The Egyptian Revolution and the Precariousness of Modern Autocracy.
Posted by democratist on January 29, 2011
29th January 2011,
Some of the less perceptive among Democratist’s readers might be forgiven for believing that the US has been caught off-guard by the revolt in Egypt, and that events there have been given much of their impetus by the example of the similar uprising in Tunisia a couple of weeks ago.
Certainly that is the impression one might have garnered from the lack of US government public statements on the subject until yesterday, and an evident unwillingness to abandon long-time ally Hosni Mubarak in Obama’s statement late last night, despite it becoming increasingly apparent that the writing is on the wall.
But if you thought that the Americans had been caught short, you’d be wrong, because in fact it was the CIA that planned and has directed the uprising in Egypt all along - at least according to Russia Today.

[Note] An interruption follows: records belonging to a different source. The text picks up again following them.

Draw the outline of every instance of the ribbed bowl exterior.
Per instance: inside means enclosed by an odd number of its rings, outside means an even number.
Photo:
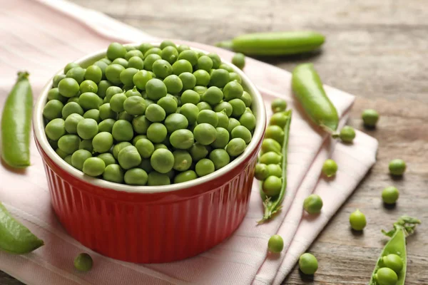
[[[116,191],[78,179],[36,142],[54,209],[73,237],[116,259],[161,263],[203,252],[238,228],[248,208],[261,139],[230,172],[195,187],[153,194]]]

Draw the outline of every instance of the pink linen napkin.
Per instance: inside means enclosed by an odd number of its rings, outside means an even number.
[[[0,10],[0,108],[17,71],[31,73],[34,98],[52,74],[86,53],[123,43],[160,41],[98,12],[55,0],[3,1]],[[13,29],[6,26],[14,27]],[[198,43],[176,41],[218,53],[230,61],[233,53]],[[238,230],[221,244],[198,256],[163,264],[135,264],[103,256],[68,236],[50,206],[41,159],[31,144],[31,166],[14,172],[0,166],[0,200],[46,246],[26,255],[0,252],[0,269],[28,284],[279,284],[299,256],[314,241],[375,161],[377,142],[361,132],[352,145],[336,143],[314,128],[295,104],[290,73],[248,58],[245,73],[260,90],[268,115],[270,101],[282,98],[293,110],[289,146],[288,186],[283,210],[272,222],[256,226],[263,214],[258,183],[255,181],[248,213]],[[326,86],[341,117],[341,125],[354,96]],[[323,162],[339,165],[335,179],[320,176]],[[302,201],[310,193],[324,201],[322,213],[303,214]],[[267,253],[268,240],[278,233],[285,242],[280,254]],[[79,273],[73,259],[89,252],[95,266]]]

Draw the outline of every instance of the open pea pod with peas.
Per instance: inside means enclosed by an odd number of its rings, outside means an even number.
[[[404,285],[406,279],[407,254],[406,237],[414,232],[421,223],[408,216],[400,217],[389,232],[382,230],[391,239],[385,244],[368,285]]]
[[[255,176],[260,180],[260,196],[265,212],[258,222],[262,224],[281,209],[287,189],[287,152],[291,123],[291,110],[285,110],[287,103],[282,100],[272,103],[275,112],[270,118],[262,142]]]
[[[312,63],[300,64],[292,71],[291,85],[293,93],[310,120],[322,130],[350,143],[355,138],[355,131],[350,126],[337,132],[339,115],[337,110],[325,93],[320,76]]]

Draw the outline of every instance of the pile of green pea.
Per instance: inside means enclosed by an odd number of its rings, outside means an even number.
[[[242,154],[256,119],[241,78],[215,53],[170,41],[110,44],[54,78],[43,115],[56,153],[85,174],[131,185],[207,175]]]

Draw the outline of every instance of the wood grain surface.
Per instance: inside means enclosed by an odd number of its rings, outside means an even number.
[[[406,285],[428,284],[428,4],[427,0],[72,0],[161,37],[213,43],[241,33],[312,29],[326,36],[322,53],[263,60],[291,71],[315,63],[323,81],[357,96],[350,125],[379,140],[378,161],[309,249],[318,259],[315,277],[296,266],[285,284],[367,284],[387,241],[380,232],[402,214],[422,224],[408,239]],[[365,108],[381,114],[365,130]],[[408,171],[393,180],[388,162],[404,159]],[[400,190],[385,208],[382,190]],[[349,214],[363,212],[362,234]],[[20,284],[0,272],[0,284]]]

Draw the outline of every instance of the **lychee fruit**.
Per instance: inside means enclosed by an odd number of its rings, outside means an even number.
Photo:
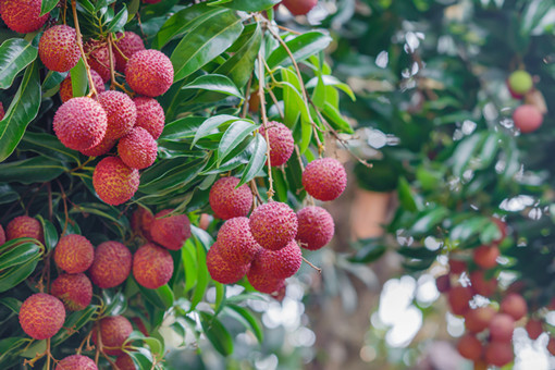
[[[95,248],[83,235],[64,235],[54,248],[55,264],[67,273],[87,271],[94,259]]]
[[[266,138],[264,127],[260,128],[260,135]],[[285,164],[295,149],[295,140],[291,130],[280,122],[268,123],[268,139],[270,146],[270,164],[279,166]]]
[[[98,102],[108,118],[106,138],[119,139],[127,135],[137,120],[137,108],[127,94],[108,90],[98,95]]]
[[[83,355],[72,355],[58,362],[54,370],[98,370],[95,360]]]
[[[173,274],[173,259],[168,249],[147,243],[133,256],[133,275],[137,283],[156,289],[170,281]]]
[[[165,217],[171,212],[173,209],[164,209],[155,215],[150,234],[153,242],[168,249],[178,250],[190,237],[190,221],[186,214]]]
[[[306,207],[297,212],[296,239],[303,248],[317,250],[331,242],[335,225],[333,218],[321,207]]]
[[[104,202],[119,206],[130,200],[138,189],[140,175],[119,157],[107,157],[98,162],[92,173],[92,186]]]
[[[152,135],[143,127],[133,127],[120,139],[118,153],[122,161],[132,169],[146,169],[156,161],[158,144]]]
[[[218,232],[220,255],[230,264],[248,264],[261,249],[250,233],[247,218],[233,218]]]
[[[40,16],[41,0],[0,1],[0,14],[5,25],[16,33],[28,34],[42,27],[50,13]]]
[[[286,203],[272,201],[256,208],[250,214],[250,232],[263,248],[279,250],[295,238],[298,221]]]
[[[65,309],[60,299],[50,294],[36,293],[20,308],[20,324],[25,334],[35,340],[52,337],[62,329]]]
[[[206,255],[206,264],[210,276],[222,284],[233,284],[245,276],[248,264],[230,263],[221,256],[219,242],[214,243]]]
[[[158,97],[173,84],[172,62],[158,50],[137,51],[127,61],[125,81],[135,92]]]
[[[65,273],[52,282],[50,294],[61,299],[70,311],[81,311],[90,305],[92,284],[84,273]]]
[[[38,54],[51,71],[73,69],[81,58],[75,28],[61,24],[45,30],[38,42]]]
[[[347,173],[334,158],[320,158],[306,166],[303,172],[303,186],[318,200],[334,200],[347,186]]]
[[[100,77],[98,72],[95,70],[90,70],[90,76],[92,77],[92,83],[95,84],[97,92],[100,94],[106,91],[104,82],[102,81],[102,77]],[[69,74],[67,77],[65,77],[64,81],[62,81],[62,83],[60,84],[60,99],[62,99],[62,102],[66,102],[71,98],[73,98],[73,86],[72,76],[71,74]]]
[[[238,184],[237,177],[222,177],[210,188],[208,201],[217,218],[229,220],[250,211],[252,193],[245,184],[236,187]]]
[[[74,150],[89,149],[102,140],[108,118],[100,103],[91,98],[73,98],[55,112],[53,128],[64,146]]]
[[[90,280],[101,288],[123,283],[131,273],[133,256],[119,242],[104,242],[95,249],[95,260],[88,270]]]
[[[164,130],[165,114],[162,106],[152,98],[137,97],[133,99],[137,107],[135,127],[143,127],[158,139]]]
[[[124,72],[127,60],[137,51],[145,50],[145,42],[143,42],[139,35],[131,30],[126,30],[125,34],[118,33],[116,38],[116,48],[113,50],[115,55],[115,69],[120,72]]]
[[[133,326],[123,316],[111,316],[103,319],[92,329],[92,342],[99,346],[99,334],[102,341],[102,350],[110,356],[123,355],[123,344],[133,332]]]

Since late last night, RT has been claiming that recently released Wikileaks cables reveal that the US has been plotting to overthrow Mubarak for “at least three years” and that they, ”show Washington had been secretly backing leading figures behind the uprising.”
Curiously, RT does not include a link to these documents on their website, so Democratist decided to have a look for ourselves…
It turns out that the extent of the “US plotting” (according to the Telegraph article that broke the story) was that the US Embassy in Cairo helped a young dissident attend a summit for activists in New York in December 2008, while working to keep his identity secret from Egyptian state police.
A couple of days after his return, when this individual claimed that Egyptian opposition forces were drawing up a plan for a transition to a parliamentary democracy, US Ambassador Scobey (unsurprisingly) questioned whether such an “unrealistic” plot could work, or ever even existed.
Scobey’s reaction (like Obama’s statement yesterday) and the wealth of other Wikileaks documents that repeatedly underscore the deep and enduring political and military relationship between the US and the Mubarak regime over the last 30 years suggest a rather different story to that put forward by Russia Today; one where the US has attempted to balance the realpolitik support of an important if nasty autocratic ally with a comparatively limited liberal policy of help for moderate oppositionists. Subsequently, it is apparent that the Americans did not expect their democratization projects to have any significant impact over the short-term, and have been caught largely unprepared by the recent rioting.
So why has RT suddenly decided that what is happening in Egypt is a CIA-backed coup?
The answer is simple; just as in Georgia and Ukraine, from the perspective of the nomenklatura, any major popular democratic uprising has to be presented to the Russian people (and by extension the world at large) as part of an “American plot”, because what has to be avoided at all costs is the idea that people might actually be able to think for themselves.
As long as it’s all the CIA’s fault, that’s OK. But if people in other countries can overthrow oppressive regimes, then the Russians might slowly wake up to the idea that they might one day do the same thing – and that would never do.
Russia Today’s position reveals the precariousness of modern autocracy; the Egyptian revolt highlights that, while the last few years may have been witness to some democratic reversals in the CIS (Ukraine, Belarus), on the global scale, the last two centuries (and especially the last sixty years) demonstrate the growing potency of the democratic ideal, and the erosion of autocracy as a legitimate form of governance, even in the most unexpected places, and despite the United States perceived hypocrisy on this issue.
Over the long-term the nomenklatura has much to fear from this trend, and it is therefore unsurprising their apologists make every effort to explain it away as renewed Western imperialism. In turn, the US and EU have much to gain; but only if they make clear through their actions as well as words that, in addition to the necessary realist policies, they are willing to recognize and support the democratic aspirations of people throughout the region, and indeed the world wherever possible.